O que o transforma o espetáculo em extraordinário é como o autor conta a sua história, a linguagem contemporânea

Existem histórias banais, comuns, que acontecem a cada esquina. Existem histórias extraordinárias, impactantes. A história de Edouard Louis, o jovem autor francês que se tornou um best-seller conceituado, é o que os franceses chamam de ordinaire, da ordem, do comum. O que o transforma em extraordinário é como o autor conta a sua história, a linguagem contemporânea. Os fatos acontecem a cada esquina, mas deveriam ser extraordinários.

“Eddy – violência e metamorfose” é um único texto coeso que Luiz Felipe Reis e Marcelo Grabowsky conseguem transformar 3 romances de Edouard Louis em um texto dramatúrgico coeso, forte, no qual as ações dos personagens se transformam em pura brutalidade. Palavra, gesto, corpo se unem na mesma entonação, um uníssono raro de se encontrar mesmo em obras originais de teatro.
A narrativa, encarnada com fúria e fragilidade por João Côrtes no papel do alter ego Eddy, é de precisão cruel de quem se vê obrigado a olhar de frente o que sempre evitou. Côrtes impressiona pelo rigor físico: seu corpo, orientado pela direção de movimento de Lavínia Bizzotto e pela preparação corporal de Alexandre Maia, transforma-se na expressão de corpo e palavra do texto.

O cenário, assinado por André Sanches, com assistência de Débora Cancio, aposta em utilizar os objetos cênicos em cama, quarto, sala de interrogatório. A iluminação e o vídeo, coordenados com maestria por Julio Parente (Para Raio) e Daniel Wierman, criam o contato com o cotidiano via as imagens projetadas.
A direção firme de Luiz Felipe e Marcelo consegue extrair de todos os momentos de cada ator interpretações com densidade, na medida em que os personagens se transformam de acordo com os seus diálogos com Eddy. Julia Lund, num registo tocante como a irmã Clara, e Igor Fortunato, com força física e presença inquietante como Redá, o agressor. A trilha sonora original de Luiz Felipe, com direção musical de Carol Mathias e produção de Pedro Sodré, apoia as transições das cenas. O figurino de Antônio Guedes, com assistência de Mari Ribeiro, é sutil, quase neutro, com pequenos detalhes que sugerem que, como acontece em toda a cena, sob as identidades há camadas. As projeções trazem localização à realidade , aparentemente, difusa.
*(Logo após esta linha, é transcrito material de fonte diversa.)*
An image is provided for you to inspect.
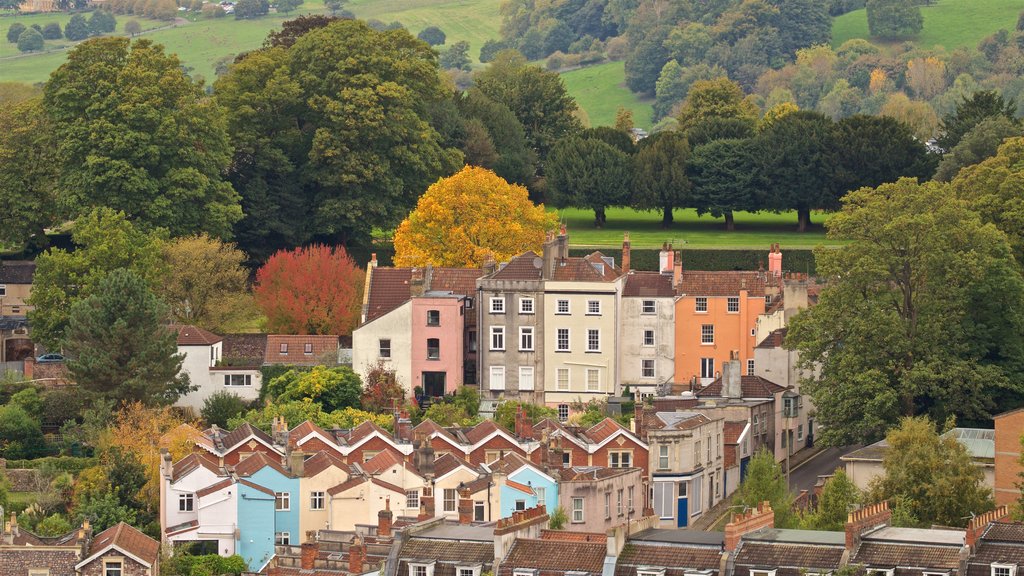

A confissão do protagonista é mais do que um ato individual. É uma travessia coletiva que nos obriga a ouvir, a testemunhar e a opinar. Eddy é um flâneur contemporâneo: um homem deslocado que carrega a literatura na mão e a dor no corpo, observando o mundo com olhos tristes e inquietos. A sua metamorfose não é redenção — é resistência. É um corpo em permanente estado de urgência do qual somos espectadores, ao mesmo tempo. A dor da gente não sai no jornal.